La bureaucratie syndicale vole alors au secours de Fabrimétal. Dans une conférence de presse, Georges Staquet annonce que «l’idée d’une grève n’est pas retenue momentanément» (alors qu’une des questions du référendum prévoyait explicitement une grève régionale si le projet était rejeté!). Les bureaucrates régionaux ne se privent pas pour tenter de susciter  la division dans les rangs ouvriers. «Je ne peux lancer les petites entreprises dans un conflit qui ne serait mené que par les grosses!» affirme Staquet. Alors que Cammarata y va de son couplet en évoquant: «l’espoir que les travailleurs des grosses entreprises obtiendront plus, dans une négociation entreprise par entreprise, que les propositions du préaccord ».

A Liège, les organisations syndicales ont accepté un préaccord régional qui prévoit les 39 ou 38 heures jusque fin 1979 et un relèvement du salaire horaire minimal. Cela porte un coup à la solidarité ouvrière vitale en période de lutte.

C'est à ce moment que les travailleurs du verre de la région de Charleroi entrent en lutte pour le maintien du volume de l’emploi et revendiquent 36 heures pour tous en 1979, sans perte de salaire et avec embauche proportionnelle.

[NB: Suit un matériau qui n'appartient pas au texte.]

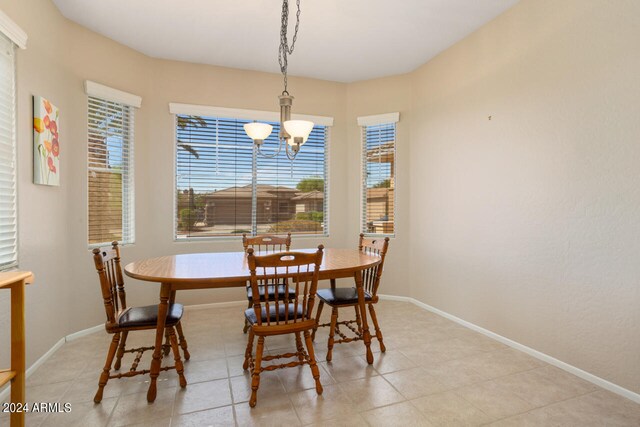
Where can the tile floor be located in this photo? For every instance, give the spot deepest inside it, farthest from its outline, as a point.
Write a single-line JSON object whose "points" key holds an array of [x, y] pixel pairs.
{"points": [[434, 373]]}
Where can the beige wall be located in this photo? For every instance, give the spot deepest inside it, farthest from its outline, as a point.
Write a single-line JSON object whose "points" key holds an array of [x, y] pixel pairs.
{"points": [[528, 224], [53, 221], [525, 224]]}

Les appareils syndicaux canalisent la protestation

Devant le sabotage de l’action régionale par la bureaucratie syndicale, les travailleurs des Fabrications métalliques se retranchent sur la lutte pour les conventions d’entreprise. Le personnel des ACEC et de la Câblerie de Charleroi entame une grève au finish pour les 36 heures et une hausse de salaire de 10 francs, tandis que chez Hanrez on fait deux grèves de 24 heures. Au même moment, des milliers de travailleurs du verre sont en grève dans la région de Charleroi. Dans les autres sièges des ACEC (Gand, Herstal, Ruisbroeck) des arrêts de travail ont lieu.

C’est dans ce contexte explosif que se prépare une manifestation régionale à Namur le 29 mars. Cette manifestation qui réunira 80.000 participants sera bien encadrée par les appareils syndicaux. Comme d’habitude lorsque les travailleurs laissent éclater leur ras-le-bol lors des grands rassemblements, les dirigeants syndicaux prononcent des discours radicaux. Jean Gayetot (FGTB) affirme « Nous ne paierons pas les 36 heures par un blocage des salaires », tandis que Robert D’Hondt (CSC) « exige la répartition de l’emploi disponible par la réalisation des 36 heures ».

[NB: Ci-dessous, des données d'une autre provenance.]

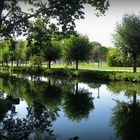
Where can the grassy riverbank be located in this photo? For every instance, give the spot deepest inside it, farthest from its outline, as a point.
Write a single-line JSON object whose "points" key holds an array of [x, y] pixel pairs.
{"points": [[72, 73]]}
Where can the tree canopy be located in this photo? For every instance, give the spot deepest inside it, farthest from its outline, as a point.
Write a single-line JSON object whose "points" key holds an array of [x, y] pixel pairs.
{"points": [[127, 37]]}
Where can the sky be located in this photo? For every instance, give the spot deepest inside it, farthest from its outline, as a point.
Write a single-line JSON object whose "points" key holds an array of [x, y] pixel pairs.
{"points": [[101, 28]]}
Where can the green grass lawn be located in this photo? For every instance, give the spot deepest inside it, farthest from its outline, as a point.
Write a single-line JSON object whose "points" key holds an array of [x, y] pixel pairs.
{"points": [[91, 66]]}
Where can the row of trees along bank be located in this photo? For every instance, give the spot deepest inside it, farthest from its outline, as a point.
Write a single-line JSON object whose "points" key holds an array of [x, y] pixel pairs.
{"points": [[38, 50]]}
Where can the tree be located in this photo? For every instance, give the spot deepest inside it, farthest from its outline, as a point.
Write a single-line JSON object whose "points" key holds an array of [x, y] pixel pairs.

Ce ne sont évidemment que des paroles en l'air pour calmer l’ardeur des manifestants et qui ne débouchent jamais sur la moindre proposition concrète d’action. A plusieurs reprises en Belgique nous avons déjà connu un tel scénario: lors de manifestations syndicales massives, dans un contexte de montée des luttes vers ne grève générale, la plupart des militants syndicaux mobilisés dans la rue espèrent que la manifestation constituera un tremplin pour durcir la lutte; alors que les bureaucrates syndicaux la considèrent souvent comme le point final de la lutte et ils renvoient chacun à la maison sans aucun mot d'ordre en invitant les manifestants à reprendre le travail lundi sans avoir obtenu le moindre résultat.

Invité sur un plateau de télé, Georges Debunne (FGTB) déclare en plein conflit des ACEC que «L’instauration de la semaine de 36 heures pour la fin 1981 satisfait totalement les revendications syndicales et qu’il n’est pas possible d’obtenir à la fois une diminution du temps de travail et une augmentation salariale» (alors que les travailleurs des ACEC sont en grève pour les 36 heures tout de suite et pour 10 francs de hausse de salaire horaire!). Jef Houthuys (CSC), quant à lui, va jusqu’à dire que: «Les organisations syndicales prendront leur responsabilité pour dire non à l’augmentation des salaires».

Aux ACEC la lutte continue

Le 6 avril, en assemblée générale, les ouvriers des ACEC décident de poursuivre la grève bien que ceux de CDC aient accepté une convention d’entreprise portant sur les 38 heures hebdomadaires. En refusant de déclencher la lutte au niveau régional, les bureaucrates syndicaux jouent la carte de la division pour isoler les travailleurs des ACEC en espérant qu’à la longue ils s’essouffleront.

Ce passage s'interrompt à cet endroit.